Among the many interesting announcements from Apple yesterday was an expansion of .Mac’s capabilities, but with the same price as before. And there are lots of groovy new things, such as the Web Gallery and the capability to use .Mac with your own domain. Unlike most people, my reaction to these changes was, in a word, “Ugh,” by which I mean “I now have to spend many days updating my book Take Control of .Mac to reflect the current truth.” Yeah, I know, boo hoo.
However, what most caught my attention was the change in storage limits. Previously, .Mac came with 1 GB of storage for $100 per year, and you could increase it to either 2 GB (for $50 extra per year) or 4 GB (for $100 extra per year). Now, at those same prices, you get a base level of 10 GB, which you can increase to either 20 GB or 30 GB. And it seems a lot of people are thinking, “Wow, a 10x increase in space at no extra cost! Great!” But I’m thinking: not great.
As before, that space has to be divided among Mail, .Mac Groups, and iDisk—and, of the iDisk space, a lot of that will presumably go toward sharing all your photos and videos and iWeb sites. You can use whatever’s left for sharing files or backups. But here’s the thing. Apple is still way behind the times; they should have done that two years ago and made yesterday’s upgrade another order of magnitude greater. At least. Compared with other Web/email hosting providers (because really, that’s basically what .Mac is), .Mac still gives you a fraction of the typical storage space at a higher price. For example, Dreamhost will give you 145 GB of storage (which, by the way, increases by 1 GB each week) in their cheapest plan, which is $9.95 per month—just $20 per year more than .Mac (and you can decrease that to $7.95 per month by prepaying for two years).

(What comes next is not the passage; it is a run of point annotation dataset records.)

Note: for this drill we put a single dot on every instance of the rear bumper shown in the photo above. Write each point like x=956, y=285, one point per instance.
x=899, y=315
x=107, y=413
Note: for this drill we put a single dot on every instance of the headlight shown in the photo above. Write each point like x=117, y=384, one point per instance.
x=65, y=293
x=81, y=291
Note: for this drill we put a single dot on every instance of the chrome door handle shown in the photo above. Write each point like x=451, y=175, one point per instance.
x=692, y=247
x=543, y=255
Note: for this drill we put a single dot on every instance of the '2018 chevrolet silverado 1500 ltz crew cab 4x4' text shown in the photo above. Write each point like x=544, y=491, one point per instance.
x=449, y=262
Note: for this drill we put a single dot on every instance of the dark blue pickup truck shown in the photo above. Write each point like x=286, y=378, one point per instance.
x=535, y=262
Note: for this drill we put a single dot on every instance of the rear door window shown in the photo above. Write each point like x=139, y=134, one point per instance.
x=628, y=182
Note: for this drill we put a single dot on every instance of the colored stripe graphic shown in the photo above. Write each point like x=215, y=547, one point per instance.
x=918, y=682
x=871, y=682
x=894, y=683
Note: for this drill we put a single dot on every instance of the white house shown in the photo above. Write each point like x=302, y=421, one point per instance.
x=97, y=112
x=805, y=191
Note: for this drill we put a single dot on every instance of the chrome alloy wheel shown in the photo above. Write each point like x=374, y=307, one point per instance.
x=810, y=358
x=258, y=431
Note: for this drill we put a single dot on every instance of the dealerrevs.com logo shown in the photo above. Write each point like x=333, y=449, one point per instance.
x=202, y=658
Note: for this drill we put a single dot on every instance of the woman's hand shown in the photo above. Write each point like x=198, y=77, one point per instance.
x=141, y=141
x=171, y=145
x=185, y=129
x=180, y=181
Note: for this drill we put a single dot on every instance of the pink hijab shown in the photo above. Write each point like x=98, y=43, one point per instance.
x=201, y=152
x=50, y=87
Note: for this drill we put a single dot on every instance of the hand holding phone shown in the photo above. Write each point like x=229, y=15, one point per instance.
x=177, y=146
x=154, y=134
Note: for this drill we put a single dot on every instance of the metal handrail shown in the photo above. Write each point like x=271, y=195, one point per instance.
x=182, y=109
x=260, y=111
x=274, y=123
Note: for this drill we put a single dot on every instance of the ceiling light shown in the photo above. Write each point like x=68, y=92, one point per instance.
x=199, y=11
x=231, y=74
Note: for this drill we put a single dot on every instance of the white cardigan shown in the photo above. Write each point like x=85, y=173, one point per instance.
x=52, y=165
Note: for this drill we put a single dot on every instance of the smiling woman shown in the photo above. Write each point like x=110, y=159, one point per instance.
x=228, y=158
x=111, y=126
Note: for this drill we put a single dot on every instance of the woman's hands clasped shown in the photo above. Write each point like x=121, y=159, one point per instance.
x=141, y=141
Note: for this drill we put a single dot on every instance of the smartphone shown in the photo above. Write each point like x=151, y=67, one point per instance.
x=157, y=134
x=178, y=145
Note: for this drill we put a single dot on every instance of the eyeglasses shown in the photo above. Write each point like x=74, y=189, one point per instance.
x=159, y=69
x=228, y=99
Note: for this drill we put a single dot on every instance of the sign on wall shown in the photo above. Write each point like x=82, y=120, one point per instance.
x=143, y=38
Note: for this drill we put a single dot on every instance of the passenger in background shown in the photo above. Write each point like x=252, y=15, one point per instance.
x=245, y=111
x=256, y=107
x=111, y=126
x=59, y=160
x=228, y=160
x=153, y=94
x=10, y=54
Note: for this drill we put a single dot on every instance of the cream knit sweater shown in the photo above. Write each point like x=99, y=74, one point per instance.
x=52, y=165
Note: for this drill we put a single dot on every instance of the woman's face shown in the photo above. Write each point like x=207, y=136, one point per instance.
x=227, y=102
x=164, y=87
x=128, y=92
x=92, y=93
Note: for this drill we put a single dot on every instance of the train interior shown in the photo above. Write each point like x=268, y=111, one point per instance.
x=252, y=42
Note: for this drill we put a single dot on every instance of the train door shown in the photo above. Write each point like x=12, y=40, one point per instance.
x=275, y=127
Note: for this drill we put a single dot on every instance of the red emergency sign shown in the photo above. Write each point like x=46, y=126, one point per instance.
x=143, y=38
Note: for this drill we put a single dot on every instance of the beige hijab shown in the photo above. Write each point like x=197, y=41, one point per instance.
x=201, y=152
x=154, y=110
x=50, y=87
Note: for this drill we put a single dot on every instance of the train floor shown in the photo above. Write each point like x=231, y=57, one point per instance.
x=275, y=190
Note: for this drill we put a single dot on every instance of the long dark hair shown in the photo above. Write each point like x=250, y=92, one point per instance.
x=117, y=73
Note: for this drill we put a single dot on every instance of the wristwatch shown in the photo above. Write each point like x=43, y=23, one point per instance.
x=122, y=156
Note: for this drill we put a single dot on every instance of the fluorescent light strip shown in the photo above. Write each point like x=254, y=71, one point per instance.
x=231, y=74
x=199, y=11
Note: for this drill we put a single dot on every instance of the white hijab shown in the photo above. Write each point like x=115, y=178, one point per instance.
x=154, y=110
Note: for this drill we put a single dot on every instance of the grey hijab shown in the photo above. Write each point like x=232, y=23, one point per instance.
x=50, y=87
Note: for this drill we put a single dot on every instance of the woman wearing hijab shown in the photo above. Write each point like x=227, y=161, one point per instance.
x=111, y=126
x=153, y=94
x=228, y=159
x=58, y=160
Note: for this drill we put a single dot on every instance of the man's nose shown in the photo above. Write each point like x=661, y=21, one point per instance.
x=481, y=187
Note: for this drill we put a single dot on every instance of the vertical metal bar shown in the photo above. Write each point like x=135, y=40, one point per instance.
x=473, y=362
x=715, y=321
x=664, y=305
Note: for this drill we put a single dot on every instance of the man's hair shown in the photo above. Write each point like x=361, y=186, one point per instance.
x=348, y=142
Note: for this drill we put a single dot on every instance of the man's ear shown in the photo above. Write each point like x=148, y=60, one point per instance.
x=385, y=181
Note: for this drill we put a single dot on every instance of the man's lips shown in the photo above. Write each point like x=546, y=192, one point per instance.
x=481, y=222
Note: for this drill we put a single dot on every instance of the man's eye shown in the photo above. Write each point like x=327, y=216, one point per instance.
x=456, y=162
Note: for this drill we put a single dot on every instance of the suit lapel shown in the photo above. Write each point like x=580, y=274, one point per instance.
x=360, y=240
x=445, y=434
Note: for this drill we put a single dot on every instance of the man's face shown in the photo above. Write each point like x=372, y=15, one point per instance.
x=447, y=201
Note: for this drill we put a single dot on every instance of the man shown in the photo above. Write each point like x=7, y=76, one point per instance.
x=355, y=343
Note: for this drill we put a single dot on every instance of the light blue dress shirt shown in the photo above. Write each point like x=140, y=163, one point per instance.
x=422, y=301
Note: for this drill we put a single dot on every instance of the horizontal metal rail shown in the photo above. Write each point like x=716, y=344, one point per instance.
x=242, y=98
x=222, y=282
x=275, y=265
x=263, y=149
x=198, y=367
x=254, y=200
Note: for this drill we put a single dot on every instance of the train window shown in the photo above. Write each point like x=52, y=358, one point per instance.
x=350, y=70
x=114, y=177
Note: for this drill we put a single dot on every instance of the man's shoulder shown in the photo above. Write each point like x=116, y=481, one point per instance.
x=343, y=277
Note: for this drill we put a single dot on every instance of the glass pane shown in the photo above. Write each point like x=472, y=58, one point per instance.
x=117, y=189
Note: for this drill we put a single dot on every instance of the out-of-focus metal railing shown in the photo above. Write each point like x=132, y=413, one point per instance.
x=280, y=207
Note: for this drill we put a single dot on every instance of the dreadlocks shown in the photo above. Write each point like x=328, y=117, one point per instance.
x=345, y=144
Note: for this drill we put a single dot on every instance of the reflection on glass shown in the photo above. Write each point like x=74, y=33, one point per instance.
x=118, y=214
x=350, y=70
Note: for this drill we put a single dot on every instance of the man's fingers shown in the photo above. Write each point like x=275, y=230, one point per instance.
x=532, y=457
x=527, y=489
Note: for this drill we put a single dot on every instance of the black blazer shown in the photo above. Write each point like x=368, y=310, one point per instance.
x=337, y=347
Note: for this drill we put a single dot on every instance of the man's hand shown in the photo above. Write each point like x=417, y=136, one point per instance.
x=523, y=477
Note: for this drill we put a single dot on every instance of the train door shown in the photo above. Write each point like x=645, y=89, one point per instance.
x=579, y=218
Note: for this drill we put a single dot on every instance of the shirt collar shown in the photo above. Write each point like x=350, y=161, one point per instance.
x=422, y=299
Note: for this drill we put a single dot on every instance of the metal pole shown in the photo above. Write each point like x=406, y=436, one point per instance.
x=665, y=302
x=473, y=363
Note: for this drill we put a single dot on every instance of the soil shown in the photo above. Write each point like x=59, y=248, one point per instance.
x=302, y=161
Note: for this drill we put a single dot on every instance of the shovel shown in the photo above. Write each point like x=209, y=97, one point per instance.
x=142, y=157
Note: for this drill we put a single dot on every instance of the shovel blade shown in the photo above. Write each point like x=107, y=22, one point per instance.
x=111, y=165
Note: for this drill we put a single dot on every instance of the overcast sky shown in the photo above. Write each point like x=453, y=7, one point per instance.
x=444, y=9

My particular area of concern here, though, is backups, because I’ve written a lot on that subject, and am at this very moment in the process of updating Take Control of Mac OS X Backups to say a lot more about, among other things, online backup services. If .Mac stacks up poorly against Web hosting providers, the comparison with online backup providers is even bleaker. Mozy gives you unlimited backup storage space for $5 per month. And CrashPlan is right behind—you get 50 GB for $5 per month, with additional gigs at 10 cents each (so, 100 GB would be $10 per month, and so on). That’s exactly the sort of space:price ratio where Apple should be. Previously, they were at 1 percent of that, and now they’re at 10 percent. I find that kind of insulting, as though I’ll see all the pretty graphics (yes, they are pretty) and forget that I’m still being overcharged and underserved.
Speaking of that 1 percent figure…I find it interesting that the new iMacs released yesterday can include up to 1 terabyte of disk space. Clearly, Apple expects you to fill up that space with all your excellent new media. Equally clearly, they expect you to put no more than 1 percent of it (10 GB)—or, maybe, 3 percent (30 GB)—online. That’s weird and sad. I say this even realizing the realities of internet bandwidth (sure, it’d take months to back up 1 terabyte over a DSL connection). That’s no excuse to let your competitors leave you in the dust.
All this is not to say I don’t find .Mac useful. I do find it useful—enough so that I keep renewing every year (even though I also have to supplement it with other services). And I’m happy that it’s gotten considerably more useful in the past 24 hours. But let’s not kid ourselves: this is one area in which Apple is still far, far behind the curve.